To Angus Sweeney, the generally perceived lone
proprietor of Sweeney’s, the ring of a four-pound hammer on anvil,
swage block, or mandrel was as beautiful as the melody he once
heard emanating from the stage door of the Opera House in St.
Louis. Of course, he’d just finished off a bottle of Black Widow
hooch and was face-down in the alley at the time, but the strains
from the violins and cellos, and the voice of a Jenny Lind imitator
who was a Nightingale in her own right, stuck in his mind to this
day.
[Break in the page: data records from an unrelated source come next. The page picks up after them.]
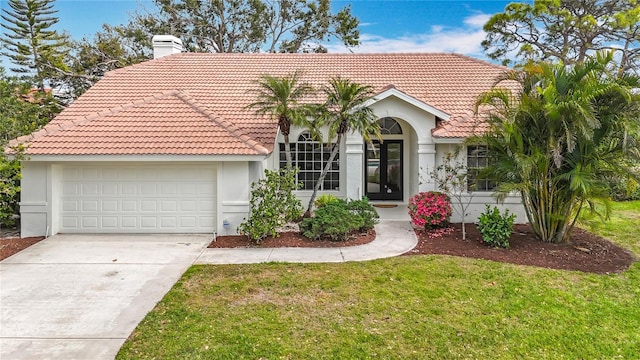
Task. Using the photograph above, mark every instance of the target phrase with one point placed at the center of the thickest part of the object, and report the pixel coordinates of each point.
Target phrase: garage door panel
(142, 198)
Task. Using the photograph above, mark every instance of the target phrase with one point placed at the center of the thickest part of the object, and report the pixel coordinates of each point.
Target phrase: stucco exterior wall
(234, 182)
(479, 199)
(35, 199)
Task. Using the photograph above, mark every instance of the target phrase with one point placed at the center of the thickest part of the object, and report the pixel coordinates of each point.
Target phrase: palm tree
(280, 97)
(344, 110)
(557, 139)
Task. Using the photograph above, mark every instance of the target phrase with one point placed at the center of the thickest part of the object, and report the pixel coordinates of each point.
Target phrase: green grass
(420, 307)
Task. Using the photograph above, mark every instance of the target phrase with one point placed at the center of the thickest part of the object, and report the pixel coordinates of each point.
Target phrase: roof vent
(164, 45)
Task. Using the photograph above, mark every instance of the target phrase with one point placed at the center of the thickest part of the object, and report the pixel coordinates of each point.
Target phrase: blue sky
(386, 26)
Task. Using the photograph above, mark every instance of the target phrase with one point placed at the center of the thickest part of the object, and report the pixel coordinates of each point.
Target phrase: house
(168, 145)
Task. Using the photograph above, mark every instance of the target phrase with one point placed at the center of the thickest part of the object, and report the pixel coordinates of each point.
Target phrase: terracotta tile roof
(196, 103)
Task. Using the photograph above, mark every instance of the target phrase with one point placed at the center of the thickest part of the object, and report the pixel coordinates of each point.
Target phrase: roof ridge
(227, 125)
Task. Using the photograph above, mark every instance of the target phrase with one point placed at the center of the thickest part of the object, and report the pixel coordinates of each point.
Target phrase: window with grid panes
(477, 159)
(310, 156)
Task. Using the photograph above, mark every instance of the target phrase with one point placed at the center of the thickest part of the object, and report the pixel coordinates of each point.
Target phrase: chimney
(164, 45)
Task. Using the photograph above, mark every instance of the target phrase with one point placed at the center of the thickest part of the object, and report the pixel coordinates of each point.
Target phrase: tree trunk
(334, 152)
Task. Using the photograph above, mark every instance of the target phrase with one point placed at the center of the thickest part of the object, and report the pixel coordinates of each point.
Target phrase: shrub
(495, 227)
(430, 210)
(339, 219)
(10, 176)
(324, 199)
(363, 209)
(622, 189)
(272, 204)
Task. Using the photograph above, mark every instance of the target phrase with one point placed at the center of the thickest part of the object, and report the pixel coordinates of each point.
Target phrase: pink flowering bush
(430, 210)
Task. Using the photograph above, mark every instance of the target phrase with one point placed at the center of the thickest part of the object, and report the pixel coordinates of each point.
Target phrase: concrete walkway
(81, 296)
(393, 238)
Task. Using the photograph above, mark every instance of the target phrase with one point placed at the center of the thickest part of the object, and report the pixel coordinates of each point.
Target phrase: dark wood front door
(383, 170)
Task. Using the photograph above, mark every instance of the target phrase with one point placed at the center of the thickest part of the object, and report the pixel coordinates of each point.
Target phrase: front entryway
(383, 168)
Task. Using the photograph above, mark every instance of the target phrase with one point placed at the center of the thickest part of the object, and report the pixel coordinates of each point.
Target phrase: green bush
(324, 199)
(339, 219)
(363, 209)
(10, 176)
(495, 227)
(273, 204)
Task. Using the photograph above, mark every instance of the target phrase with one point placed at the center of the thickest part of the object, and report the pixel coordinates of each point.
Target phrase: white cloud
(463, 40)
(477, 20)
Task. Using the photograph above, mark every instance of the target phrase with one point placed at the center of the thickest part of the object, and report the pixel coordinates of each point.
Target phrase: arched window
(311, 156)
(389, 126)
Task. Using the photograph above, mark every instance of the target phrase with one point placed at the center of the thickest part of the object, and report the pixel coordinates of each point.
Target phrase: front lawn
(407, 307)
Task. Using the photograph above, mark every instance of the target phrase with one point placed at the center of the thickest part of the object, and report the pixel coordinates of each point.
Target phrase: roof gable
(170, 123)
(391, 91)
(195, 103)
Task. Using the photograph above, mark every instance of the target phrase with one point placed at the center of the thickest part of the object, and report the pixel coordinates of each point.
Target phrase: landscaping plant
(344, 111)
(495, 227)
(273, 204)
(338, 219)
(430, 210)
(324, 199)
(559, 137)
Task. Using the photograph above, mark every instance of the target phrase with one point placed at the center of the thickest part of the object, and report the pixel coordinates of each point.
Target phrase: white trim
(408, 99)
(143, 158)
(439, 140)
(235, 203)
(32, 203)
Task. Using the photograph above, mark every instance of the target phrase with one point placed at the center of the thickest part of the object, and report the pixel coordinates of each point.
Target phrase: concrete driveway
(81, 296)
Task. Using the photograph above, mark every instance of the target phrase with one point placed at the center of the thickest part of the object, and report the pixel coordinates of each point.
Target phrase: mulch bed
(13, 245)
(290, 239)
(585, 252)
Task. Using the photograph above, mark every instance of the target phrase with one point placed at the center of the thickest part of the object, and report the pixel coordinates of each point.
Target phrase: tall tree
(559, 138)
(29, 41)
(246, 25)
(344, 110)
(566, 30)
(280, 98)
(22, 111)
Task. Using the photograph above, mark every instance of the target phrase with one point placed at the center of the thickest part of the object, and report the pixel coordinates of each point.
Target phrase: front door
(384, 170)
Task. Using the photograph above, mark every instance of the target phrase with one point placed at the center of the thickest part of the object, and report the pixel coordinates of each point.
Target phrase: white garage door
(138, 199)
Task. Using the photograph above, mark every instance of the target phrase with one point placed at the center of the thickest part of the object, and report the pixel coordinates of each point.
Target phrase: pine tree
(30, 43)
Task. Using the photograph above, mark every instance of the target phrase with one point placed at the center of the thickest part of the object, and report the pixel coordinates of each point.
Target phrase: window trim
(309, 172)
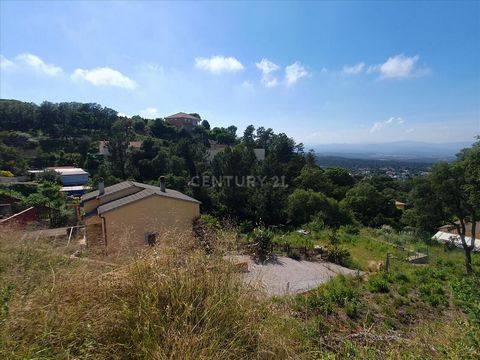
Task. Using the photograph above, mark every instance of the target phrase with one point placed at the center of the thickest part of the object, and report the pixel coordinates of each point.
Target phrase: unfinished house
(130, 215)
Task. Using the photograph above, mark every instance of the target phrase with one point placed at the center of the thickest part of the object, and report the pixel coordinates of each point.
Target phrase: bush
(168, 306)
(434, 294)
(338, 255)
(262, 241)
(294, 254)
(339, 291)
(378, 284)
(350, 229)
(6, 173)
(205, 228)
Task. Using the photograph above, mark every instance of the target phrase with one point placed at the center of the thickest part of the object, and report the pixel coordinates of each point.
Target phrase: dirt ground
(284, 275)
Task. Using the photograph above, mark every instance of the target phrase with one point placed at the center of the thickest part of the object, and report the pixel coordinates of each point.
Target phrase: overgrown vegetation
(175, 300)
But, to be truthful, it was his own music he preferred even
over that heard through the back door—his was the music of good
honest work, and resultant tires, barrel hoops, shovels, hoes,
axes, and rigging that would outlast any who didn’t mistreat them.
Iron on iron, ringing in regular four-four time, was the echoing
melody of a man’s sinew, muscle, and bone—making hard metal bend to
his will.
At the moment, he was busy on the mandrel.
He’d formed a half-dozen cinch keepers and was now forming the
circular side as the iron was cooling after being welded into the
rough shape that would serve to bind latigo to saddle after George
Alberts, the saddle maker, stitched them in place on one of the
fine saddles he made. Before he’d started on McCain’s dray, Em had
just completed rebuilding some hinges on Albert’s draw-down table,
and Albert was eager to get back on the saddles and get them
shipped off. This was fine work, as fine as that of a tinsmith, not
the bone-jarring pounding necessary for forming wagon tires or ax
heads or railroad spikes, which he often had done for miners who
wanted ore car rails snaking into the holes they cut into the
mountainside. In fact, that was how he got his nickname, Spike.
He’d worked sixteen hours a day for a good long while, fulfilling a
contract for a thousand such rail spikes, much to the chagrin of
others who wanted some work out of him. They thought it a
derogatory name, but he kind of liked it.